Thanks for making the skate park a reality
Dear Dave Novak and Staff,
Congratulations on a job well done. We wanted to thank you for the beautiful dedication service.
Our grandfather loved Forest Park and the way community always felt like family. It’s wonderful to see the community take such pride in the accomplishments of its residents.
You recognized us for donating the cement, but thanks to you and your staff for making the Bud Mohr Skate Park a reality.
After hearing the story about the kids coming to the meeting, designing the park and helping the decision along, it was nice for us to see their smiling faces. Hard work has its own rewards, but making those kids dreams come true was the real gift.
We wanted to thank you and your staff for including us. It was a pleasure to work with you all.
The family of Henry E. “Bud” Mohr
St. Bernardine headline was misleading
I am extremely distressed that you chose to caption Reverend Tom Holmes’ column on the challenges that St. Bernardine School is facing this year with the fatalistic and ambiguous wording that you did. In saying that the school would be open for one more year, the implicit message is that it will only be open for one more year.

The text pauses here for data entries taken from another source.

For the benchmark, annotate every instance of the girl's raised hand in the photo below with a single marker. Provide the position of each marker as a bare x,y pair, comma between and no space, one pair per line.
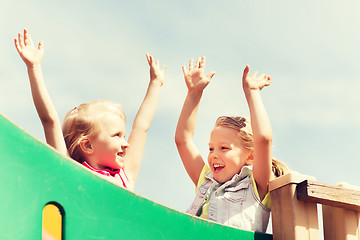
195,78
155,71
27,51
255,82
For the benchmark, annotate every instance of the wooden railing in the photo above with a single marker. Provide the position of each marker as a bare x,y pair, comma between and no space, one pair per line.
294,200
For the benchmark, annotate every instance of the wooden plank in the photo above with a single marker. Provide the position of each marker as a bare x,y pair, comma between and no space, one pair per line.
328,195
34,175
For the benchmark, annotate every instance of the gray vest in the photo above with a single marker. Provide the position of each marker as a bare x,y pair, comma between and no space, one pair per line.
233,203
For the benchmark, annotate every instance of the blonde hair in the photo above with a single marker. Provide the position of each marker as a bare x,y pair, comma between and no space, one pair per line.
243,127
83,122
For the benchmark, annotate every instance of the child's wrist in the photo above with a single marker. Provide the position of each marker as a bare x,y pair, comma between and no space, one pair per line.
33,66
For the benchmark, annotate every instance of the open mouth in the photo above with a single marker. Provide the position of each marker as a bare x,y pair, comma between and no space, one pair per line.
218,167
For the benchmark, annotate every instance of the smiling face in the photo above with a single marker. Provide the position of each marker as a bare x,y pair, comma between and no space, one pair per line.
227,154
109,146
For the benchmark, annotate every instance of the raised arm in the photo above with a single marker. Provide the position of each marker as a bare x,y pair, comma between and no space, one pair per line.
143,119
261,128
196,81
43,104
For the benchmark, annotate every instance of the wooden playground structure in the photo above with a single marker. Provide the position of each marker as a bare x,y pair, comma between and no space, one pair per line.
35,176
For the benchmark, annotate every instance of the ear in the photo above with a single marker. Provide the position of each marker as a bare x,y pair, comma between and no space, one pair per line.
85,146
250,159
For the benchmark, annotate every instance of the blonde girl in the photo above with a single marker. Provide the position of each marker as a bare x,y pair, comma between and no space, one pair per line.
233,188
93,133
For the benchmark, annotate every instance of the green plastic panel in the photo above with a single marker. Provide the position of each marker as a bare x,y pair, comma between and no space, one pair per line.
33,175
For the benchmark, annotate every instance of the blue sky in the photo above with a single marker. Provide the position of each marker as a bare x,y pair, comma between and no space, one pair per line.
96,49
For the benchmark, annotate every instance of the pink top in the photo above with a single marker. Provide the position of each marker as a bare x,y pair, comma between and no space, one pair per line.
118,175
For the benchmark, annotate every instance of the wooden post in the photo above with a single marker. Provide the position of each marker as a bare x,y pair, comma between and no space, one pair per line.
292,219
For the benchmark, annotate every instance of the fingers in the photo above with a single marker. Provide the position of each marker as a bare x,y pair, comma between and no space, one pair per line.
163,69
17,46
202,63
21,43
254,74
148,58
246,72
41,46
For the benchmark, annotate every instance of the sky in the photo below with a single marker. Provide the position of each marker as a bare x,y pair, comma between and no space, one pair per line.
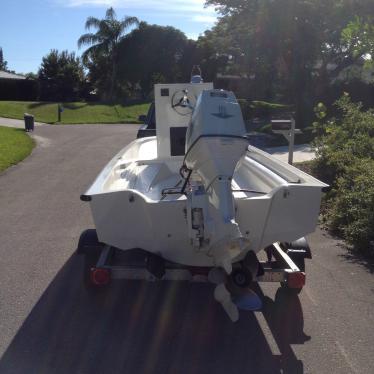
29,29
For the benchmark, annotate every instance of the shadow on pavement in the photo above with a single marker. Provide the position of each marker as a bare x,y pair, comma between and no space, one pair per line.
139,327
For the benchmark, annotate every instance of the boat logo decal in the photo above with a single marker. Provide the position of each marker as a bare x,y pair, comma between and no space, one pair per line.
221,113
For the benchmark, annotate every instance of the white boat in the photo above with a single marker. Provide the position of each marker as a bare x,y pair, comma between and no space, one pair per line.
198,194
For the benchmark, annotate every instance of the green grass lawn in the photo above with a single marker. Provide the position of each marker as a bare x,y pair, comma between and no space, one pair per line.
15,145
74,113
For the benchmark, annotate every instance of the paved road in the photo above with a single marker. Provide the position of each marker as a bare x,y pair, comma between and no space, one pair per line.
49,324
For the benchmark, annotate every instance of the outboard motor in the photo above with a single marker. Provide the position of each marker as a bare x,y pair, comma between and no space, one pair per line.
215,143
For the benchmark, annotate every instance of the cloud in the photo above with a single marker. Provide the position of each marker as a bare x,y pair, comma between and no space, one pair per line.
204,18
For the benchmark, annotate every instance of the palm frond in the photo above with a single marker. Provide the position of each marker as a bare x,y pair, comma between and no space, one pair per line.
87,39
129,21
92,22
110,14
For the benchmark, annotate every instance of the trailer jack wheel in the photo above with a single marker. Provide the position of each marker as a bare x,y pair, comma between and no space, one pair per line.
296,281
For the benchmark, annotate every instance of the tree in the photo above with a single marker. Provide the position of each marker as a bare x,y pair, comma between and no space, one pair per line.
292,49
3,63
61,76
153,54
104,43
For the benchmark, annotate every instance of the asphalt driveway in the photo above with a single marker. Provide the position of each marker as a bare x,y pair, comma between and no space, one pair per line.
49,324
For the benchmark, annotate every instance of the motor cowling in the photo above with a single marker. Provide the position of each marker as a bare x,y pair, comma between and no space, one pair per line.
215,143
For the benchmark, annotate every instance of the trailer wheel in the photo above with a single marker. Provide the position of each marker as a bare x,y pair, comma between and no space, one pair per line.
90,247
300,263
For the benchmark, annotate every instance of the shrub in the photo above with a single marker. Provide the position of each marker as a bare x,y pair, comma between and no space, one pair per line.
251,109
350,212
345,160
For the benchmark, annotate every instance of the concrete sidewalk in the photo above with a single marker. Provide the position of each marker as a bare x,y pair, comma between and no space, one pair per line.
19,123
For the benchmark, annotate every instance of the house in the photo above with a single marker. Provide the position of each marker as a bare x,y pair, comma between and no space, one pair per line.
17,87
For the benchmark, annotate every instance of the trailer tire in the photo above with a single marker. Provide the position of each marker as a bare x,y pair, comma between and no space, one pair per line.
90,247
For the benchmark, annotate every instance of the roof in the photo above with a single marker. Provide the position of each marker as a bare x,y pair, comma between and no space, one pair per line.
6,75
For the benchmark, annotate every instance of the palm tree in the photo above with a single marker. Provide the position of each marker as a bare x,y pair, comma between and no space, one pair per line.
104,42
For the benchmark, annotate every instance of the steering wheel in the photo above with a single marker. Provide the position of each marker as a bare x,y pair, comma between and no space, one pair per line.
183,102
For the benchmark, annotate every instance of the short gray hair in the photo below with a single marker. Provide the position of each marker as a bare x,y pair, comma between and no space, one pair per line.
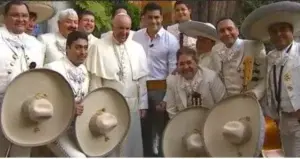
66,13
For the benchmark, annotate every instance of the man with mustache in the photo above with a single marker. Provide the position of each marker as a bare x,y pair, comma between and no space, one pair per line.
161,47
182,14
87,24
56,42
194,85
119,62
206,35
119,8
240,63
72,68
283,89
20,52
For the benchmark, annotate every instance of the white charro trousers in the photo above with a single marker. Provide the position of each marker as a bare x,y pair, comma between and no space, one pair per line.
290,135
65,146
15,151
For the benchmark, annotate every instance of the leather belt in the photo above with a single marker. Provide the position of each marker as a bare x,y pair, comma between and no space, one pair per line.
156,85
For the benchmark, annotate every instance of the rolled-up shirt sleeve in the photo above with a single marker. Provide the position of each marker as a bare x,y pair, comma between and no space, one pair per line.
172,59
143,95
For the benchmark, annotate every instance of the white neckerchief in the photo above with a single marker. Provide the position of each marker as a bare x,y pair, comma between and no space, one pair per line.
280,56
191,86
76,78
227,54
18,41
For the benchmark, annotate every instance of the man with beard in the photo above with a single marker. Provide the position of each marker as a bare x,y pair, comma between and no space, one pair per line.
72,68
56,42
161,47
240,63
182,14
194,85
119,62
20,52
87,24
119,8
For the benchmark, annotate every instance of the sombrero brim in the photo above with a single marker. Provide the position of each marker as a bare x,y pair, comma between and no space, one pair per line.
113,102
43,11
256,24
230,109
26,85
195,29
184,122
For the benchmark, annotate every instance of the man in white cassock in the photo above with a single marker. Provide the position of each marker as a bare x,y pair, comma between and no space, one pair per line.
56,42
119,8
120,63
75,72
86,24
19,53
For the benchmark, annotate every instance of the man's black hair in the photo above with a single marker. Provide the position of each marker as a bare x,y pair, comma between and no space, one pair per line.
151,6
14,2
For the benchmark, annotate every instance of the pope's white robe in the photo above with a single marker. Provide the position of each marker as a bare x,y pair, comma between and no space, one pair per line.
290,96
229,64
103,66
17,52
92,39
55,46
66,146
187,41
131,33
209,85
205,60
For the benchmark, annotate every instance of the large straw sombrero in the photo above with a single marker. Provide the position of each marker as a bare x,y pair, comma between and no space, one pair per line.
104,122
43,10
235,128
183,135
195,29
38,106
256,24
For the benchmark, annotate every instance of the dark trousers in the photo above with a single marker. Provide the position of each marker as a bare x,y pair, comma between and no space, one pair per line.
153,124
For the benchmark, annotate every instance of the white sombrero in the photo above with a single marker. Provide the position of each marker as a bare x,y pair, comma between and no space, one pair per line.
104,122
38,106
195,29
183,135
256,24
235,128
43,10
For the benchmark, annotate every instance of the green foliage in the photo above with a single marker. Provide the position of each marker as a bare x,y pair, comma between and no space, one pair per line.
102,10
134,13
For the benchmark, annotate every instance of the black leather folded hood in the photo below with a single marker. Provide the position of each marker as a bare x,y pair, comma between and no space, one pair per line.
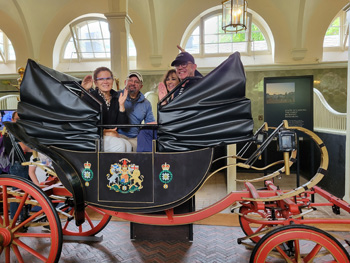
52,113
212,111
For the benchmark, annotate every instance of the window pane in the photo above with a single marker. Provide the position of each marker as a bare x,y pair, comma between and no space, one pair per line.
98,46
239,37
240,47
196,31
211,39
192,45
211,25
225,48
85,46
225,38
83,32
107,46
87,55
11,51
93,40
70,51
259,45
95,30
211,48
100,55
332,37
105,30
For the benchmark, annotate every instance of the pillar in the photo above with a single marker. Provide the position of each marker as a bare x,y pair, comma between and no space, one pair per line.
347,145
119,27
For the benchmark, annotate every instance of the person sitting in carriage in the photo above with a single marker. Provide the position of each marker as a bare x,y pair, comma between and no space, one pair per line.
113,107
185,67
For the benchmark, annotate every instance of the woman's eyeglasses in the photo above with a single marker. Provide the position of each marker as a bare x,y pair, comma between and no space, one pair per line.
102,79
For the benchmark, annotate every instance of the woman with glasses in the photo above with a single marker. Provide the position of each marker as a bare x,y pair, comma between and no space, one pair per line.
113,109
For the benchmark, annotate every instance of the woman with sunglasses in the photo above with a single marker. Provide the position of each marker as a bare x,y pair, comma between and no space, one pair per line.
113,110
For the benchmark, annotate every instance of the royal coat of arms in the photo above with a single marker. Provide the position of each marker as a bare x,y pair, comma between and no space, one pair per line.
124,177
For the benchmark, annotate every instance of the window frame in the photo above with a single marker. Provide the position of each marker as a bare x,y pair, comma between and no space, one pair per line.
250,52
5,55
343,33
71,34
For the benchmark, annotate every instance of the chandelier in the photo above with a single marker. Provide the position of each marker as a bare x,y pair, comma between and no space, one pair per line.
234,15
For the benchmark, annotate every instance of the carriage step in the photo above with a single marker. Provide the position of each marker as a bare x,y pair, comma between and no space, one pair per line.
69,238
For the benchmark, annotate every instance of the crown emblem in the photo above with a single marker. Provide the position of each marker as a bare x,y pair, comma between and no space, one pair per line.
87,165
165,166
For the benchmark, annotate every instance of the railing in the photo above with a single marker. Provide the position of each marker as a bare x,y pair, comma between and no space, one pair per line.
326,119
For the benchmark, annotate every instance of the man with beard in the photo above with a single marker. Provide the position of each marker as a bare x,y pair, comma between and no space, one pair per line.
137,108
185,67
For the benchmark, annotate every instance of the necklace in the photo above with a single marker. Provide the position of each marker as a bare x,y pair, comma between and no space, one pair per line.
107,101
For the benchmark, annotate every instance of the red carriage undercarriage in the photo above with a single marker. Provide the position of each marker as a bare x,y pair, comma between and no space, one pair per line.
132,186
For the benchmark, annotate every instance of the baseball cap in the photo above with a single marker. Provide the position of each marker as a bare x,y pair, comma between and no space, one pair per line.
136,74
183,57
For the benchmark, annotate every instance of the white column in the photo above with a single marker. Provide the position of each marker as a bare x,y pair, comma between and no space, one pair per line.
347,146
119,27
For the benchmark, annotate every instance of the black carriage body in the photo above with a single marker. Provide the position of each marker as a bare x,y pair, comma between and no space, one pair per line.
161,180
58,123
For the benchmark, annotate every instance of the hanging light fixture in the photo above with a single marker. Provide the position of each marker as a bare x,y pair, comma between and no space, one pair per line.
234,15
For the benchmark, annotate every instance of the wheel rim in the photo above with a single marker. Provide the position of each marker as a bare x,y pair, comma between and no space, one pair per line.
297,243
248,227
24,241
95,221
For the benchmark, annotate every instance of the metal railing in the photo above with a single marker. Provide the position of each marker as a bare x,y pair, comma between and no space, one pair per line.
326,119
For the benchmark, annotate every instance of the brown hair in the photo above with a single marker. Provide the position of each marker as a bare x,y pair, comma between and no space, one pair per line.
170,72
98,70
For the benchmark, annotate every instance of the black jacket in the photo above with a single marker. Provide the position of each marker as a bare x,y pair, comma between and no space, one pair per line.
111,115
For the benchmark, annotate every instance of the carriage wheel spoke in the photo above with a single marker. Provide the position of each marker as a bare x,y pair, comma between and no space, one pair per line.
297,251
18,254
30,250
283,254
87,217
19,209
313,253
5,206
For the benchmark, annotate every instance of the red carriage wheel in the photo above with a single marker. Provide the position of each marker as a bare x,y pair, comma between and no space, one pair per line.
23,240
95,221
248,227
298,243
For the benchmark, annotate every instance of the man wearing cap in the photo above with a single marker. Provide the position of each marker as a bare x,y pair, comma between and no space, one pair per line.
185,67
137,108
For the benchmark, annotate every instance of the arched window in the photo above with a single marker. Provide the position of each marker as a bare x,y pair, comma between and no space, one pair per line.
207,37
90,40
7,52
337,35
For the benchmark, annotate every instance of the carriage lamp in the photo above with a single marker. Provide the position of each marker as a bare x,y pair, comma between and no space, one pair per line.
234,15
260,138
286,143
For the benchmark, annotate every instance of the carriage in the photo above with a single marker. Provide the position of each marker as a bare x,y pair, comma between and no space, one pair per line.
132,186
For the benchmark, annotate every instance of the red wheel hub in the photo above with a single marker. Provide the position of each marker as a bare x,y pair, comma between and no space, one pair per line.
6,237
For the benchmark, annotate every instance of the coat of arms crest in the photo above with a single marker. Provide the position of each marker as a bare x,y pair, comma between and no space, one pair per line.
124,177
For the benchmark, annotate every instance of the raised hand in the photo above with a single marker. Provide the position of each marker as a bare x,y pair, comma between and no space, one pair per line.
162,91
122,98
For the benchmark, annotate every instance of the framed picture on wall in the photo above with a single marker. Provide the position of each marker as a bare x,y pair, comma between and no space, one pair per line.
289,98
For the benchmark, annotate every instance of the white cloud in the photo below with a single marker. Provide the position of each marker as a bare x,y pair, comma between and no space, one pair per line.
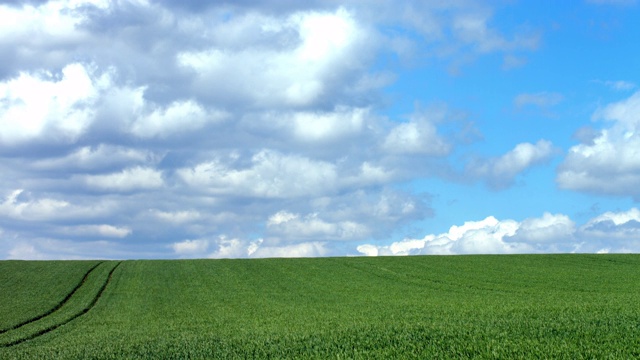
295,227
43,105
609,163
319,48
18,205
190,247
178,217
551,233
317,127
500,172
418,136
271,175
131,179
98,157
306,249
614,225
473,28
177,117
103,230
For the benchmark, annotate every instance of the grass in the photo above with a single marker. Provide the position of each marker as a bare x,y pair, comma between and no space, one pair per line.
29,289
521,306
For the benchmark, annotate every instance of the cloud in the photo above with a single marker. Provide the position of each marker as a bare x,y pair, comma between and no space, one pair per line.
500,172
311,226
547,234
316,51
21,206
608,164
103,230
155,129
473,28
137,178
56,106
418,136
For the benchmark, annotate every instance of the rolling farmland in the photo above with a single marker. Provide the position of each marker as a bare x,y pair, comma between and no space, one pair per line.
520,306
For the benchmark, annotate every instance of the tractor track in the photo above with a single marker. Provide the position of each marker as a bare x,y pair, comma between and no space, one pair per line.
57,306
75,316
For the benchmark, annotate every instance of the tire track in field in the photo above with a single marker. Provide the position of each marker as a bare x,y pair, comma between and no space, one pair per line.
57,306
77,315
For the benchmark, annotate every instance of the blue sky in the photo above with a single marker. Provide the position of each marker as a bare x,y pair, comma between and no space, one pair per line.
140,129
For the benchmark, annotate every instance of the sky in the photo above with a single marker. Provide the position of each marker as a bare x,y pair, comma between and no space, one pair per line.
243,129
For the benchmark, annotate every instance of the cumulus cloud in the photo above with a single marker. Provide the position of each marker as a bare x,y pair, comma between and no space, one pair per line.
23,206
608,164
188,127
317,49
418,136
547,234
137,178
500,172
312,226
56,106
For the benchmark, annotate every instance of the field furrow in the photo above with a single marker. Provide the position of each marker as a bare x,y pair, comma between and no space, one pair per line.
449,307
56,307
78,302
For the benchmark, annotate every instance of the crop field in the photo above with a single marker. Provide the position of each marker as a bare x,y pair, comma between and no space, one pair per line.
509,306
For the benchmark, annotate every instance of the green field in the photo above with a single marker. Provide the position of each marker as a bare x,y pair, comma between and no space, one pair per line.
515,306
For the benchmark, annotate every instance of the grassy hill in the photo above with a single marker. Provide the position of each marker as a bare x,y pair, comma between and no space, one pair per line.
531,306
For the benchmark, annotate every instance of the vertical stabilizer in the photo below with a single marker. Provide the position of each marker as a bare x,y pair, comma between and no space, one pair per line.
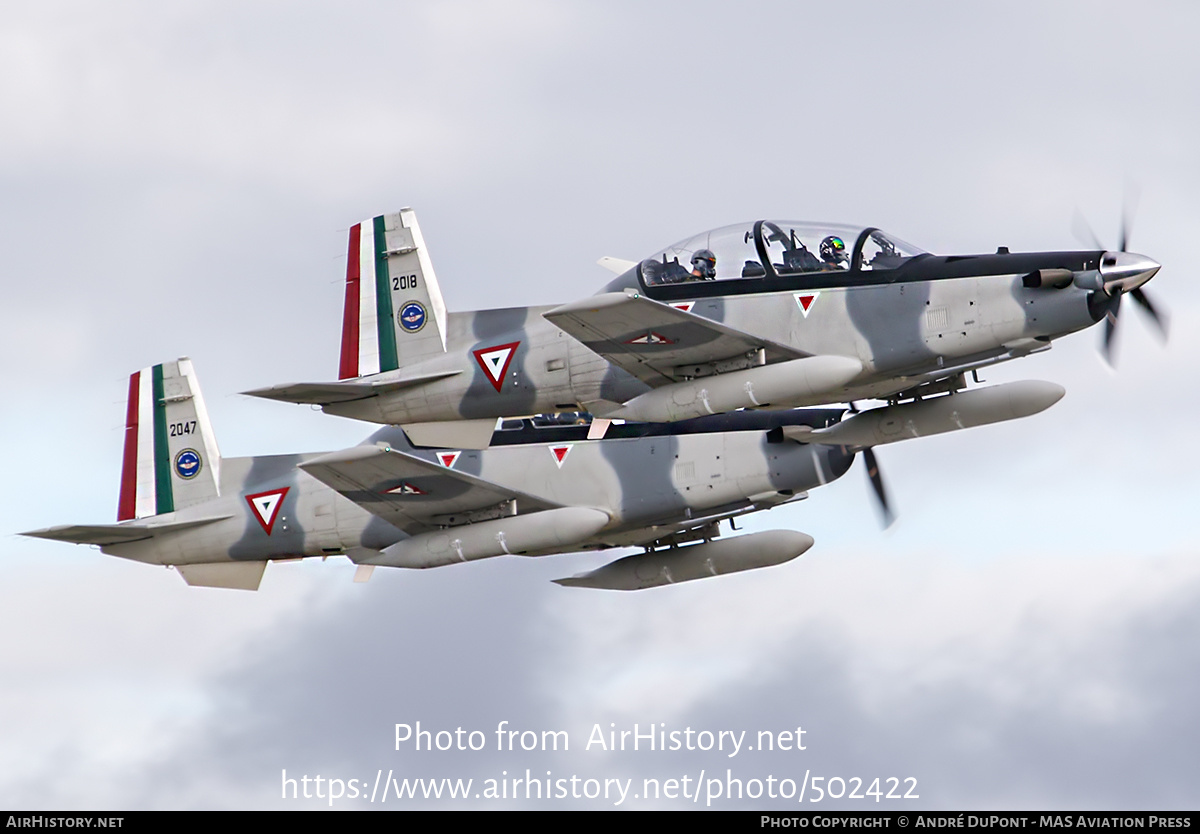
171,457
394,311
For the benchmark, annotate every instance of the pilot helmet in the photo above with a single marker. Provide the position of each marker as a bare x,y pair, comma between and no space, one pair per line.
833,250
703,264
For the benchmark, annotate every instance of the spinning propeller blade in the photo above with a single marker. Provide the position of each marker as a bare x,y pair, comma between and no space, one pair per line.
1113,292
881,493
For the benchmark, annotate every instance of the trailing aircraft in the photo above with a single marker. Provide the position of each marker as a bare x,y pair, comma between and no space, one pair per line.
543,486
769,315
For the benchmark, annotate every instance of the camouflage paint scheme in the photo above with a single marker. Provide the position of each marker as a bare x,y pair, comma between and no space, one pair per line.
648,485
889,317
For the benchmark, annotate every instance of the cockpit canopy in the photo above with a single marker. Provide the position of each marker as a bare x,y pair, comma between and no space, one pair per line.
774,249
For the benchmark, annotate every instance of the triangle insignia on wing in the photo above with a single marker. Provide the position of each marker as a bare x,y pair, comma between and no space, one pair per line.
265,507
561,453
496,360
406,489
805,301
651,337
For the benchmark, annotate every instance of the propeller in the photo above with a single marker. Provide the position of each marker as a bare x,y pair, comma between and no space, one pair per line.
873,473
881,493
1122,273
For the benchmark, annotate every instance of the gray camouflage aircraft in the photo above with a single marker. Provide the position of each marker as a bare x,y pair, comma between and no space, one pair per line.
541,487
762,315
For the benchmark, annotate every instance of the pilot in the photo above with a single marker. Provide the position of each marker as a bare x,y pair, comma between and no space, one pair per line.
703,265
833,253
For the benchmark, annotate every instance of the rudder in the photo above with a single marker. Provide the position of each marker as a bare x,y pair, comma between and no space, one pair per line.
171,457
394,305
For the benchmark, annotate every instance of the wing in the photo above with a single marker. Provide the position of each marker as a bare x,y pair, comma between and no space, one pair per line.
417,495
659,343
118,534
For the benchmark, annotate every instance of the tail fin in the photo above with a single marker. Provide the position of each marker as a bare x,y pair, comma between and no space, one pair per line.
171,456
393,301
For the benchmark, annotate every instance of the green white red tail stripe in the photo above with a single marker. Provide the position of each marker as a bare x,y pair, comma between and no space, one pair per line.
387,271
171,457
369,337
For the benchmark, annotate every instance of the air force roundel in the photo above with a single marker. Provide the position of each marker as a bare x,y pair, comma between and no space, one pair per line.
412,316
187,465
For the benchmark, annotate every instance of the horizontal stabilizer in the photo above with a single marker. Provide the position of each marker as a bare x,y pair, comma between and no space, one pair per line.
117,534
327,394
241,575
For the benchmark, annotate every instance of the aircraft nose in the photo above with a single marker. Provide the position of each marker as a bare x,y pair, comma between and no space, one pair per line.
1125,271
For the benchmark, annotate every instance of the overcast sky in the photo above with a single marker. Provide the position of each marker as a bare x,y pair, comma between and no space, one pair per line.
178,180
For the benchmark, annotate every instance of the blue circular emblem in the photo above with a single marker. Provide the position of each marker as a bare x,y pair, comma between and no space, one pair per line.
412,317
187,463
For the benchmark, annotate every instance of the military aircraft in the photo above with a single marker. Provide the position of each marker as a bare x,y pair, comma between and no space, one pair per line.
762,315
540,487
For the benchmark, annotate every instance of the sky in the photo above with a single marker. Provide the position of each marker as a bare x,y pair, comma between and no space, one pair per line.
178,179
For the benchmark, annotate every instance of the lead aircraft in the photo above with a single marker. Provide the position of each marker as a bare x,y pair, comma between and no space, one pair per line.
541,487
768,315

While this is a crucial year for the school, there has been no decision made that this will be our last year. In point of fact, there are many positive indications that we will survive this challenge. The return of most of our dedicated faculty, the active outreach of several committees, and the fact that we have never had a solid enrollment of over a hundred students at this time of year in the past, all are being read by me as positive indicators for the future. In addition, it is no small accomplishment that the school survived this past year to remain open for this year.
There is no doubt that we are in a “struggle” but I fear your heading may prove to be the press creating news rather than reporting it. I can only hope that anyone looking for a school reads the whole article, and does not stop with the big print. More to the point, I hope those shopping for a school will call us and take a look at St. Bernardines for themselves.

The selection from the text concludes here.